The paper is motivated by a dichotomy between two modes of thought discussed in Thinking Fast and Slow by Daniel Kahneman, a best-seller popular book on behavioral psychology. It distinguishes between System 1 thinking which is fast, instinctive, emotional, based on associations; and System 2 thinking which is slower, more deliberative, and more rational. System 2 is more expensive to use and therefore we use it only when necessary.

Current neural networks might do something similar to what the book attributes to System 1 thinking. We often interpret hidden layer activations as a result of measuring the similarity of the input with some “prototypes” learned from the data. This looks pretty much like associative thinking. After dozens of layers of measuring similarities of similarities (associations of associations), the networks can do quite complex decisions.

Kahneman’s book shows plenty of experiments that supposed to show people often do not make rational decisions (and by rational, he means that they do not maximize some utility). Most of the examples were word problems that included gambling and probabilities. I tend to interpret many of the examples linguistically as not resolving compositionality in the sentences: as if the experiment subjects only did some local keyword spotting instead of proper reading (whatever it is). My private conclusion from this was that most language understanding can be managed by fast associative thinking and only occasionally, it requires deeper thinking, and sometimes people do not really notice they should think slow.

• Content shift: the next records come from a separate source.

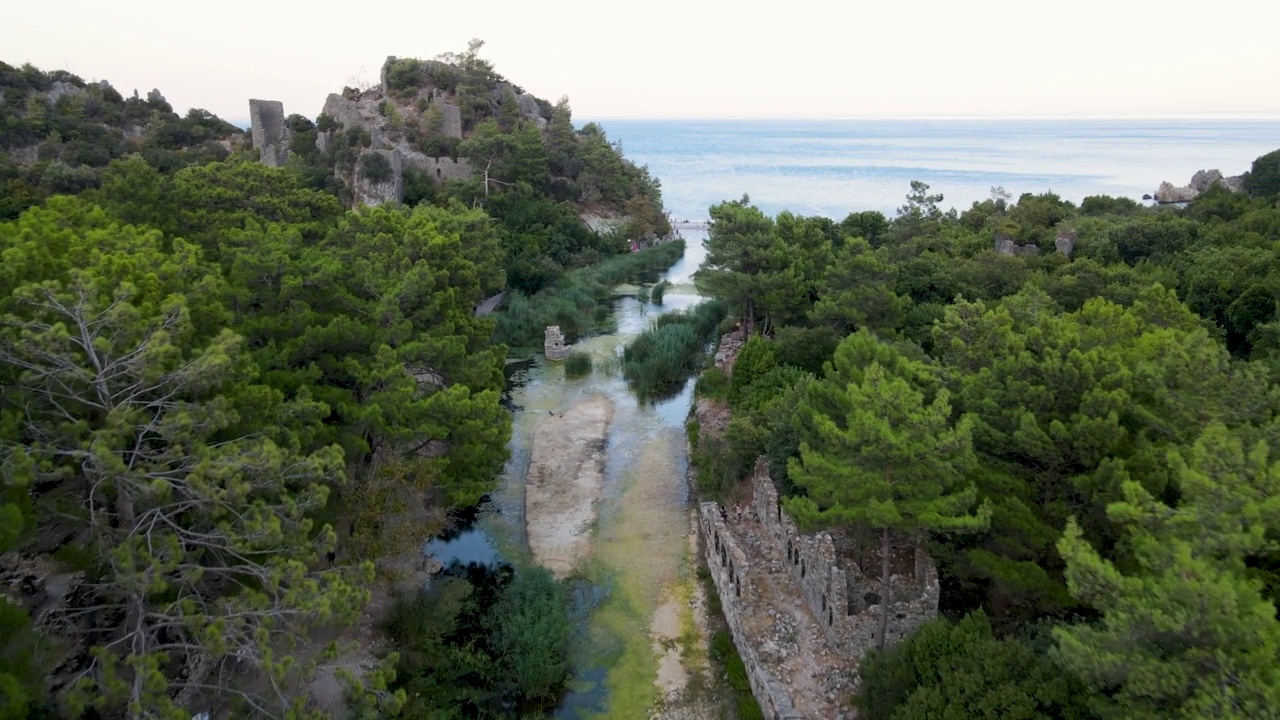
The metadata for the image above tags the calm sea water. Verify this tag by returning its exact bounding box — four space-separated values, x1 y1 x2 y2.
600 120 1280 219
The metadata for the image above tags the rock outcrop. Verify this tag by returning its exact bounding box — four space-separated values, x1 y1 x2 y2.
995 234 1039 256
1143 169 1244 204
248 96 289 168
1156 181 1199 205
1053 232 1075 258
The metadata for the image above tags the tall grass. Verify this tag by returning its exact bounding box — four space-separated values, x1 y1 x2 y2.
493 240 685 356
622 301 726 400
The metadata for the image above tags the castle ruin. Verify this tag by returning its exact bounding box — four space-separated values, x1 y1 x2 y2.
699 459 940 720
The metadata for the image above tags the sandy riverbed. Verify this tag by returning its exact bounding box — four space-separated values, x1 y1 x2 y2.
525 395 613 578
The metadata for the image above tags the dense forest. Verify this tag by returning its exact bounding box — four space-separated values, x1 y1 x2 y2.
692 151 1280 720
0 37 1280 720
0 42 678 720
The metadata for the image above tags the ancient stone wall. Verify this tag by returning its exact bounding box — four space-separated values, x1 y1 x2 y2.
699 502 804 720
248 100 289 168
751 457 938 659
356 150 404 208
543 325 568 360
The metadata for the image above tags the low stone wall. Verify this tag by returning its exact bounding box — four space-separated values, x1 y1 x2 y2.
698 502 804 720
751 459 940 659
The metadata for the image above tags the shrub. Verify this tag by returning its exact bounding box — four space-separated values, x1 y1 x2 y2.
1244 150 1280 197
564 351 591 378
710 630 764 720
728 336 777 407
858 612 1093 720
773 325 841 375
493 241 685 356
489 565 573 701
622 297 726 398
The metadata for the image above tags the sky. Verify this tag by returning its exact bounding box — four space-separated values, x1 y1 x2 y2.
0 0 1280 120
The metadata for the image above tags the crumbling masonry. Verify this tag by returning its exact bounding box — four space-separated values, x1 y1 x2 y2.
699 459 938 720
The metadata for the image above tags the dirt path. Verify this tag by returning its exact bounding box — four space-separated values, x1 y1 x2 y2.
525 395 613 578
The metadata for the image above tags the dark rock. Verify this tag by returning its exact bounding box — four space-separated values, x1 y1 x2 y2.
1187 170 1222 193
995 234 1039 258
1156 181 1199 204
248 100 291 168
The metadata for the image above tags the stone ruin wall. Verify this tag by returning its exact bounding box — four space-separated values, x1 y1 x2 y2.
751 457 940 659
698 502 804 720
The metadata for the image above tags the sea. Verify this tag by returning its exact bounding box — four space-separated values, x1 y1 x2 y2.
579 119 1280 222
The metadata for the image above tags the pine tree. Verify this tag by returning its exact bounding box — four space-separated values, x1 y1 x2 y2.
786 331 989 647
0 244 371 717
1056 423 1280 720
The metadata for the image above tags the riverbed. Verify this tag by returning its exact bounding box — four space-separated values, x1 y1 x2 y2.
429 231 705 720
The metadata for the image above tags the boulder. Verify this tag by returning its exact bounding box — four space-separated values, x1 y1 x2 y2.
356 150 404 208
439 102 462 137
1053 233 1075 258
996 234 1039 258
320 92 372 129
1187 170 1222 195
49 79 82 104
518 92 543 119
147 87 172 109
245 96 289 168
1156 181 1199 204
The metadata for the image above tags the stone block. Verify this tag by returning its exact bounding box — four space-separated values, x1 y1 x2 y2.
248 100 289 168
543 325 568 360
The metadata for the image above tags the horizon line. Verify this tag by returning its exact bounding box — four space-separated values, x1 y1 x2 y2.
573 113 1280 122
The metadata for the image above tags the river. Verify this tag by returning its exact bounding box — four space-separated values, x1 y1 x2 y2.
428 231 705 719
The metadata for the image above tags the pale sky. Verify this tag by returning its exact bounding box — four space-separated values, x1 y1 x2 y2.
0 0 1280 119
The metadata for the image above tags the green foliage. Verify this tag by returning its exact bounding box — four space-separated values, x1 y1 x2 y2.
388 568 572 720
694 196 831 333
0 242 371 717
710 630 764 720
1244 150 1280 197
564 351 591 378
0 63 242 220
785 331 991 647
728 336 777 405
488 566 573 702
1056 423 1280 719
493 241 685 355
855 612 1093 720
622 297 724 400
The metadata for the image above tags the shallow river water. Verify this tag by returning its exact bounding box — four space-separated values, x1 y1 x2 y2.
428 231 705 719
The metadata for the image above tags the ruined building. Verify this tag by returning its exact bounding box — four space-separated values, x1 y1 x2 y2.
699 459 938 720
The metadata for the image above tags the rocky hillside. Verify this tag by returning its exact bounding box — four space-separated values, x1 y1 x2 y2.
250 41 669 237
0 63 243 220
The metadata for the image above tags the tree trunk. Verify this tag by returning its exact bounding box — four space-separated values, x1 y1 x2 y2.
876 527 890 648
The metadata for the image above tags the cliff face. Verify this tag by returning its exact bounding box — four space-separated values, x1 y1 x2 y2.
250 49 671 243
250 56 550 206
0 63 244 220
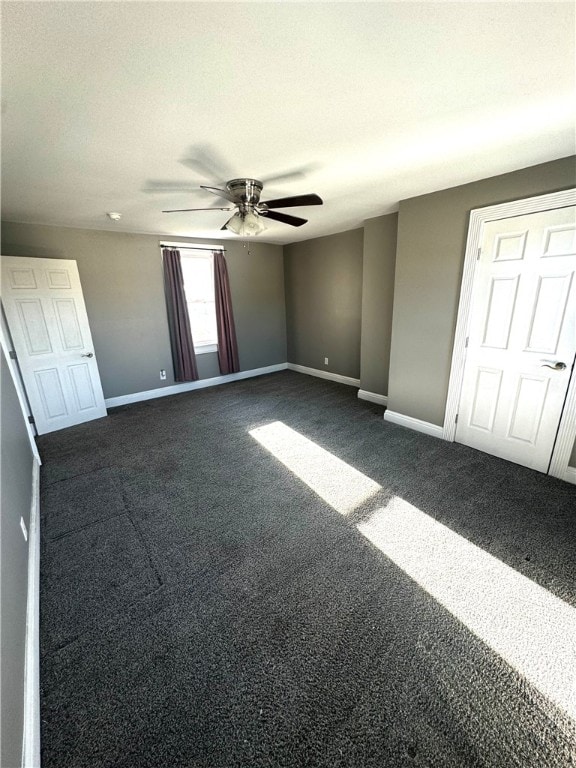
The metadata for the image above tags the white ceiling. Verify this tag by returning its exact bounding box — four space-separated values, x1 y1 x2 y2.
2 0 575 243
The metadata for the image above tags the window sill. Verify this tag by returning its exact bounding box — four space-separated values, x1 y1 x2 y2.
194 344 218 355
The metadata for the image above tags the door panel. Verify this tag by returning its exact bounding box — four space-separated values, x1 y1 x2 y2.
456 206 576 472
2 256 106 434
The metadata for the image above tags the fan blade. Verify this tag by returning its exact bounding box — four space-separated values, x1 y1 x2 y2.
262 211 308 227
142 179 200 195
262 195 323 208
180 144 234 181
200 184 240 203
162 208 234 213
258 163 317 184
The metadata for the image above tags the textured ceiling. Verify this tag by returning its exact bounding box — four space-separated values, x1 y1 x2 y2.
2 0 575 243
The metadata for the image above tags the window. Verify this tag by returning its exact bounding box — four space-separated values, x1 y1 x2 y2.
180 250 218 355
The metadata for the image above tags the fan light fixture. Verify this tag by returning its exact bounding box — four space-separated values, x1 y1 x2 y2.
226 211 266 237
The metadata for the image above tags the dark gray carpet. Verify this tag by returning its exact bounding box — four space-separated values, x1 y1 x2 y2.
39 372 576 768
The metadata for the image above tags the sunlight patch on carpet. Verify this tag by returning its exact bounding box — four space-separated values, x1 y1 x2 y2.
250 421 576 719
249 421 382 515
357 496 576 719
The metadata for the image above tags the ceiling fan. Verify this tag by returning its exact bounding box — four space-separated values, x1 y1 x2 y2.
162 179 323 237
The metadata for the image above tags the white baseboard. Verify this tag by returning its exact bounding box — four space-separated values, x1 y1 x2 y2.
564 467 576 485
104 363 287 408
358 389 388 406
22 459 40 768
287 363 360 387
384 410 444 438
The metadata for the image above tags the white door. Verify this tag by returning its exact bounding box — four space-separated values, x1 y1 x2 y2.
456 206 576 472
2 256 106 435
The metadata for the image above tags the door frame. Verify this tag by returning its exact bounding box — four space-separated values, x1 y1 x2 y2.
442 188 576 483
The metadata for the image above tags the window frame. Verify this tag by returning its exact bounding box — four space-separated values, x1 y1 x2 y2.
160 242 223 355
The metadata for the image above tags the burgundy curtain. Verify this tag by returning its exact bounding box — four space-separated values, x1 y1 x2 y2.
214 251 240 373
162 248 198 381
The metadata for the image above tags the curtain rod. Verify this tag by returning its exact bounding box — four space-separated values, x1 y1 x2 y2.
160 243 226 252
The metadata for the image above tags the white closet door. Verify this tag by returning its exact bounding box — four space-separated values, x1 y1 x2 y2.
2 256 106 434
456 206 576 472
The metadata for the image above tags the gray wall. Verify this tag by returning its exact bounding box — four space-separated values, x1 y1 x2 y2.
360 213 398 395
284 229 363 379
388 157 576 425
2 222 286 397
0 350 33 768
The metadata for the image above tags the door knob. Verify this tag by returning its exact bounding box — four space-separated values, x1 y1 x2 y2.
540 360 566 371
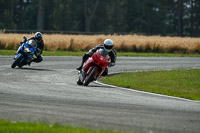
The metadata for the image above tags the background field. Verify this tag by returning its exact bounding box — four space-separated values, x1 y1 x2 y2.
0 33 200 54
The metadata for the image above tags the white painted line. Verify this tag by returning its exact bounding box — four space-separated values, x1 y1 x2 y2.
94 73 200 103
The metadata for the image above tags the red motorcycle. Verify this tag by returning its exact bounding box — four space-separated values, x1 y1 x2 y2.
77 49 110 86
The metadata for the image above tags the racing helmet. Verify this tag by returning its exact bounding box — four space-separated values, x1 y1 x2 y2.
28 40 37 47
35 32 42 42
104 39 114 52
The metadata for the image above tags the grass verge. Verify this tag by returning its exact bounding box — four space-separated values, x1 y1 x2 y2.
101 69 200 100
0 50 200 57
0 120 127 133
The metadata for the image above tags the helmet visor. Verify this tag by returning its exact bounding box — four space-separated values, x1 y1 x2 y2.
104 45 113 50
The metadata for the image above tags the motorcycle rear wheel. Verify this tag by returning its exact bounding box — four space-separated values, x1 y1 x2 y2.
83 68 97 86
11 55 22 68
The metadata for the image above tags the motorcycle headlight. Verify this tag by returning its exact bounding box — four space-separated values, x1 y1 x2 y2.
24 46 31 53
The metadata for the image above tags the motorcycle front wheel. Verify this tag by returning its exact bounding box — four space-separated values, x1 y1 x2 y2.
11 55 23 68
83 68 97 86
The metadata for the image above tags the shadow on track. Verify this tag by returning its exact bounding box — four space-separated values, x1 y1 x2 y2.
17 67 54 71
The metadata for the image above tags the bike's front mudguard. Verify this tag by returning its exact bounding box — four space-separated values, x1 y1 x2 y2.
14 53 26 67
14 53 33 67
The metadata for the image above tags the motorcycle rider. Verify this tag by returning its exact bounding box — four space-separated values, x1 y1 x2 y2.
21 32 44 65
76 39 116 76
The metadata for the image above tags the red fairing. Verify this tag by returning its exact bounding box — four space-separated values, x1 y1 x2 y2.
83 49 110 79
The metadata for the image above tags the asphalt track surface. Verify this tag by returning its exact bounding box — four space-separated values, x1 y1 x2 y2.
0 56 200 133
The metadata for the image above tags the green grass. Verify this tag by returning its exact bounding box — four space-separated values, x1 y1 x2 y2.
101 69 200 100
0 120 128 133
0 50 200 57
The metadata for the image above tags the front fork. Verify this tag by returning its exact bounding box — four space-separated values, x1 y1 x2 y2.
78 69 86 82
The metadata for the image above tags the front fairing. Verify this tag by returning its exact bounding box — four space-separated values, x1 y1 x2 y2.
14 43 36 66
83 49 110 77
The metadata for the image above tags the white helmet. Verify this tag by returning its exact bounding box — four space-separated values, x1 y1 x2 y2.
104 39 114 52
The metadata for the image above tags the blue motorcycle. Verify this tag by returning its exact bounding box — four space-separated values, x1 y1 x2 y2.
11 40 37 68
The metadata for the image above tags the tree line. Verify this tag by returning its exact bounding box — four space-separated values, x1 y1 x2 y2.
0 0 200 37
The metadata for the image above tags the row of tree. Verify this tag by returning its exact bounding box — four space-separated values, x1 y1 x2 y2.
0 0 200 36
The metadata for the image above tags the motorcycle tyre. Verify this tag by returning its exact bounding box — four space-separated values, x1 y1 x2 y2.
83 68 97 86
76 78 83 85
101 68 108 76
11 55 22 68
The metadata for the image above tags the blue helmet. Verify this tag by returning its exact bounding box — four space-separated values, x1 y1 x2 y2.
35 32 42 42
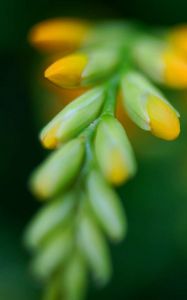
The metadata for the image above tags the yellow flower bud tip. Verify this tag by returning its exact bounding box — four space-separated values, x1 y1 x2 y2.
45 54 88 88
169 25 187 55
29 19 89 52
147 96 180 141
163 51 187 88
107 149 129 186
40 123 60 149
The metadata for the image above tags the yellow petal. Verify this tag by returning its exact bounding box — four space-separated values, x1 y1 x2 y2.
163 51 187 88
106 149 129 185
147 96 180 140
45 54 88 88
29 19 89 51
41 124 60 149
169 25 187 55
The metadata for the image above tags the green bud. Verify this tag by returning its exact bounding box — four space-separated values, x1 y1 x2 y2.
78 215 111 284
62 252 87 300
42 276 60 300
25 193 75 249
31 228 73 280
95 116 136 185
40 87 105 148
87 171 127 241
31 139 84 199
122 71 178 130
133 37 166 82
81 47 120 86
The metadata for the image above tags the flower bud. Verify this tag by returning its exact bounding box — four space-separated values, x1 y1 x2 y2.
95 116 136 185
167 24 187 56
62 251 87 300
31 139 84 199
45 48 119 88
122 72 180 140
25 193 75 249
31 228 73 279
87 171 127 241
78 214 111 284
29 18 90 52
40 87 105 148
134 38 187 88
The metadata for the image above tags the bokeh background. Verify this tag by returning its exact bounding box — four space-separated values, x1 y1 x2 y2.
0 0 187 300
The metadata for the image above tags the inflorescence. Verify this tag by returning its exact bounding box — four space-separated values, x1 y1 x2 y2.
25 19 187 300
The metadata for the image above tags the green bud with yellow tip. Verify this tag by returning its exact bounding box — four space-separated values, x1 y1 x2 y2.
95 115 136 185
87 170 127 241
78 213 111 285
30 138 85 199
133 36 187 89
40 87 105 148
44 47 120 88
121 71 180 140
25 192 75 250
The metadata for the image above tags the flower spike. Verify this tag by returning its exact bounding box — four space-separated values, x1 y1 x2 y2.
24 19 183 300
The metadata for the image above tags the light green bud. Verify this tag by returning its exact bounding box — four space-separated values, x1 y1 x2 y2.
87 170 127 241
40 87 105 148
30 138 84 199
95 115 136 185
133 37 166 82
25 193 75 249
81 47 120 86
62 251 87 300
78 214 111 285
121 71 178 130
31 228 73 280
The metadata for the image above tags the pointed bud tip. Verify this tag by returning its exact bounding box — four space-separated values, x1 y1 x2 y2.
28 18 89 52
44 54 88 88
40 124 59 149
147 96 180 141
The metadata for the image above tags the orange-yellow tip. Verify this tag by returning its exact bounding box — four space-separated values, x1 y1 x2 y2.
169 25 187 55
163 51 187 88
29 18 89 52
44 54 88 88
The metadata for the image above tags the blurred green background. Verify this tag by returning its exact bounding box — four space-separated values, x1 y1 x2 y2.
0 0 187 300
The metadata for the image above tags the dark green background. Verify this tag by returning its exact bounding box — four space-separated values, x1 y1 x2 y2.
0 0 187 300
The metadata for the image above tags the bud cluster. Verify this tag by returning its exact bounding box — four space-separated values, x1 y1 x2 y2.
25 19 187 300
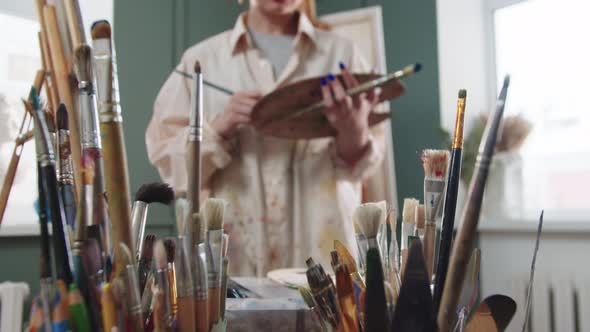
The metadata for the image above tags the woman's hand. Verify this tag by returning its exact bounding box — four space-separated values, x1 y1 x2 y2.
211 91 262 138
322 64 379 163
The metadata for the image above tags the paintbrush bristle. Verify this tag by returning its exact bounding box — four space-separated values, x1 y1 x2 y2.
402 198 420 224
90 20 111 40
57 104 70 130
352 201 387 238
205 198 225 231
164 238 176 263
140 234 156 261
154 240 168 270
414 204 426 229
135 182 174 205
74 44 92 82
421 150 449 179
119 242 133 266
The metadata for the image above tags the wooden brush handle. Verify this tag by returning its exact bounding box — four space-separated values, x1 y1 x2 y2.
195 299 209 332
176 297 196 332
209 288 221 329
43 5 82 193
100 122 135 258
423 222 436 279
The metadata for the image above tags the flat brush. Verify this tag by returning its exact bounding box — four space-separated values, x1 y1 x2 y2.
421 150 449 278
192 61 205 246
401 198 419 281
435 76 510 332
433 90 467 312
305 258 341 329
154 240 174 327
57 104 77 229
205 198 226 327
137 234 156 290
30 87 74 285
70 45 114 272
131 182 174 255
91 20 135 259
119 243 143 332
164 238 178 316
391 241 436 332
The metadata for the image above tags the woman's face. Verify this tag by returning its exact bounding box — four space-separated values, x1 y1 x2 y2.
250 0 304 15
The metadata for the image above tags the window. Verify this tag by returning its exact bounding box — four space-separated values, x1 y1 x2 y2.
490 0 590 221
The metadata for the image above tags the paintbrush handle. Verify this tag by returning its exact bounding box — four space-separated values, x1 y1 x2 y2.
432 149 462 312
423 222 436 279
176 296 196 332
43 5 82 192
437 77 510 332
100 120 135 260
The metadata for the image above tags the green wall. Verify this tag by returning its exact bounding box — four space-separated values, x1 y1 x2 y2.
0 0 440 314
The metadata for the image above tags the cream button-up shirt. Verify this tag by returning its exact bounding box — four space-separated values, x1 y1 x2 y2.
146 14 385 276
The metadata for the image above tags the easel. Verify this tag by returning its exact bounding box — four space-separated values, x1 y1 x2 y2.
0 0 85 225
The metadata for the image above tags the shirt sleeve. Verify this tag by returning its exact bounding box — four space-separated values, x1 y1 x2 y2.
330 42 385 181
145 53 232 193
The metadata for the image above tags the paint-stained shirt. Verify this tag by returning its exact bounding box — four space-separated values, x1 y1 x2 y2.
146 14 385 277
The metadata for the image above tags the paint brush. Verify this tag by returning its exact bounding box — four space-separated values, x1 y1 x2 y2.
57 103 77 229
68 283 91 332
401 198 419 281
391 241 436 332
164 238 178 317
119 243 143 332
305 257 340 329
30 87 73 285
70 45 114 272
433 90 467 312
205 198 226 327
193 241 209 332
174 231 195 332
330 251 359 332
137 234 156 290
154 240 174 327
131 182 174 256
91 20 135 259
187 61 205 246
435 76 510 332
352 202 389 332
421 150 449 278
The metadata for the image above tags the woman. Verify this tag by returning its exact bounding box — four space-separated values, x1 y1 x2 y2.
146 0 384 276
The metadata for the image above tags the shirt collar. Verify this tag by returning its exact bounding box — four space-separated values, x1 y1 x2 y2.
230 12 317 53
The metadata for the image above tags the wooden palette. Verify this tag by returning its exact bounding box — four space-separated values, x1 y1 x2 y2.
252 74 405 139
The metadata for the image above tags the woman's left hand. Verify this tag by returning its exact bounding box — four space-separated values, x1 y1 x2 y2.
322 64 379 163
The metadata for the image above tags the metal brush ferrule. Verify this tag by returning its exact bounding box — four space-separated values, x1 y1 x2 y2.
193 242 209 300
131 201 149 257
79 89 102 149
451 98 465 149
57 129 74 185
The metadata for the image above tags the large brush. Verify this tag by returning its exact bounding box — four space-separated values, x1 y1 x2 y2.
92 21 133 256
435 76 510 332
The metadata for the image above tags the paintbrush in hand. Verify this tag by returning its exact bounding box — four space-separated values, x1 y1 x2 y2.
433 90 467 312
92 20 133 260
205 198 226 326
75 45 114 272
422 150 449 278
131 182 174 256
57 104 77 229
400 198 419 281
435 76 510 332
352 203 389 332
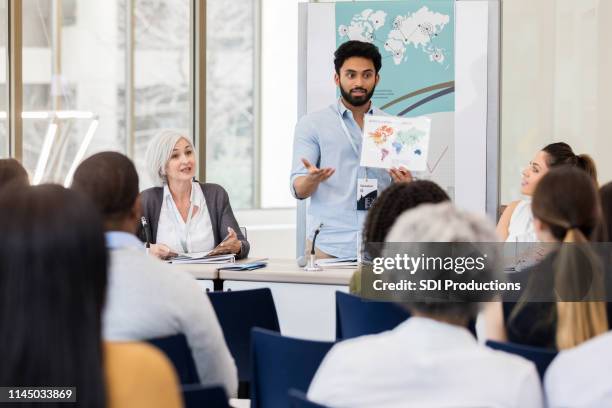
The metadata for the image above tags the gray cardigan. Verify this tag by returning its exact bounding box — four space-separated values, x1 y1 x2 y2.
138 183 250 259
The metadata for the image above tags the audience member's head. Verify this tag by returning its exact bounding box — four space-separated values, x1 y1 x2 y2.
599 182 612 242
145 129 195 186
532 166 608 350
0 185 107 407
0 159 30 189
363 180 450 256
72 152 141 233
385 203 502 325
531 166 601 242
521 142 597 196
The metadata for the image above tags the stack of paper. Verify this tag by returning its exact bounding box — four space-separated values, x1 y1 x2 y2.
169 252 236 264
219 260 268 271
316 257 358 269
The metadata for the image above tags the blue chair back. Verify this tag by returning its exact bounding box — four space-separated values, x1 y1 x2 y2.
183 384 230 408
289 389 327 408
251 329 334 408
208 288 280 388
486 340 557 379
147 334 200 384
336 292 410 340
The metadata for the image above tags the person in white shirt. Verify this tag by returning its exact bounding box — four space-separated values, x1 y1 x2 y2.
308 203 543 408
72 152 238 396
138 129 250 259
497 142 597 242
544 332 612 408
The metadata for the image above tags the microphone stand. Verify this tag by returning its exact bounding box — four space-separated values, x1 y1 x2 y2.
304 224 323 272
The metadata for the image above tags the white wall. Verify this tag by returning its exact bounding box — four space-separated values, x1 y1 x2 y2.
501 0 612 203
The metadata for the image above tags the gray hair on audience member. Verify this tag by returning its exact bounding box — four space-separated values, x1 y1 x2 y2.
383 202 504 319
145 129 193 186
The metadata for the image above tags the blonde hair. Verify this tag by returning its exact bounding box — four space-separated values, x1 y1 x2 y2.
145 129 193 186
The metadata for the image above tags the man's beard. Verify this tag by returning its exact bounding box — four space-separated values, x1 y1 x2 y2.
340 85 376 106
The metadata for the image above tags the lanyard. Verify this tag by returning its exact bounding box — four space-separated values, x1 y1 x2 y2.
168 184 195 253
338 102 368 180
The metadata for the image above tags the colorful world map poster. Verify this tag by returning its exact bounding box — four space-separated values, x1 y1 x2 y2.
360 115 431 172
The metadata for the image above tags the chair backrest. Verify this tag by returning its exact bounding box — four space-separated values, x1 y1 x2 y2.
251 329 334 408
486 340 557 379
336 292 410 340
147 334 200 384
183 384 230 408
289 388 327 408
208 288 280 382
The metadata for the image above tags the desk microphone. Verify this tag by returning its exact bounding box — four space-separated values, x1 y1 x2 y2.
304 223 323 271
140 217 151 251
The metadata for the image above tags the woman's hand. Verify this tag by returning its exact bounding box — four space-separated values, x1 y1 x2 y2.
208 227 242 255
149 244 178 259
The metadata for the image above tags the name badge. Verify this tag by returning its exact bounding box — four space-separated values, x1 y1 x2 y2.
357 179 378 211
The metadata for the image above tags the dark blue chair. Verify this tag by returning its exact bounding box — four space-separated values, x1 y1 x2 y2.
208 288 280 398
336 292 410 340
183 384 230 408
289 389 327 408
486 340 557 379
147 334 200 384
251 329 334 408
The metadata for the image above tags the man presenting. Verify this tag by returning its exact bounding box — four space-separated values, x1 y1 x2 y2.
291 41 412 257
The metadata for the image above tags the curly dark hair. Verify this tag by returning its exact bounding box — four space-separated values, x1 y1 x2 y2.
334 40 382 75
363 180 450 256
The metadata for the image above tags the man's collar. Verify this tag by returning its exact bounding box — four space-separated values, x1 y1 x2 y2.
338 97 374 116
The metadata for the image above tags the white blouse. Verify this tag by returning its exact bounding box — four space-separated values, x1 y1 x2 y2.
156 182 215 253
506 198 538 242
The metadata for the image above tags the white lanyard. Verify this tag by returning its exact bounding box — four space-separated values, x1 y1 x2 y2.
338 102 368 180
338 110 359 157
168 184 195 253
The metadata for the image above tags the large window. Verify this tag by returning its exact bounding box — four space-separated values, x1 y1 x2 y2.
18 0 190 188
132 0 193 188
206 0 259 208
22 0 125 183
0 0 298 209
501 0 612 204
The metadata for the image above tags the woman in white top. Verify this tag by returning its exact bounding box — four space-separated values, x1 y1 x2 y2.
139 130 249 258
497 142 597 242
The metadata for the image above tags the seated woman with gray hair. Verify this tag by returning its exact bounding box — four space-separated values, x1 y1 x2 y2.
308 203 543 408
138 130 250 259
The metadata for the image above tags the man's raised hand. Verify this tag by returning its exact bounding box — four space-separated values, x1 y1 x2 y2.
302 158 336 183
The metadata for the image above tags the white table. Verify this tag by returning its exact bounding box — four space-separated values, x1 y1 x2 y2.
176 259 353 341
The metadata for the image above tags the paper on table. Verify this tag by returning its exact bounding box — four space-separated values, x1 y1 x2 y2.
316 257 358 269
170 251 236 264
360 115 431 171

The paper introducing the dataset argues that with the current NLP tasks and test sets, we cannot say whether our models only simulate capabilities of the System 1 thinking or if they can things we attribute to System 2 thinking as well (assuming System 2 thinking is necessary for NLP). To show this, they used translation puzzles from the International Linguistic Olympiad. In the Olympiad, the contestants are given a small set of translation examples between English and some not widely spoken language from the other side of the globe. They should use the examples to infer regularities in the languages and translate several other sentences. The examples are chosen such that there are no obvious analogies (no System 1 thinking), but they should be enough to uncover some complex underlying rules. We can say they are System-2-only puzzles.

The authors hope that people will share their assumptions and consider this task attractive. The other hope is that when solving this toy task, they can come up with something of general use. I am quite skeptical about this because I am not really sure if solving this task requires something that is conceptually necessary for solving some not-so-toy tasks. I cannot think of any real-world task that would be System-2-only (even AI for solving Sherlock Holmes gamebook is probably not the case).

Do we really need to explicitly simulate System 2 thinking to learn to translate well? If yes, is there really no workaround? Behavioral psychology tries to describe how human beings think (or at least how they do some cognitive tasks). Is there any reason to believe that the findings of behavioral psychology should provide guidelines on how should computers proceed when performing similar tasks? After all, airplanes do not fly like birds, why should computers think fast and slow.

Anyway, I am glad that the dataset was created and I am glad to see the powerful NLP models to fail on this dataset. It gives the community an excellent material for discussion whether the System 2 thinking capability is necessary for NLP models. (And I say probably not.) By the way, what would it mean if a pre-trained Transformer worked well on this task? Such a discussion is after all much more interesting than competing who will get more BLEU points on WMT test sets.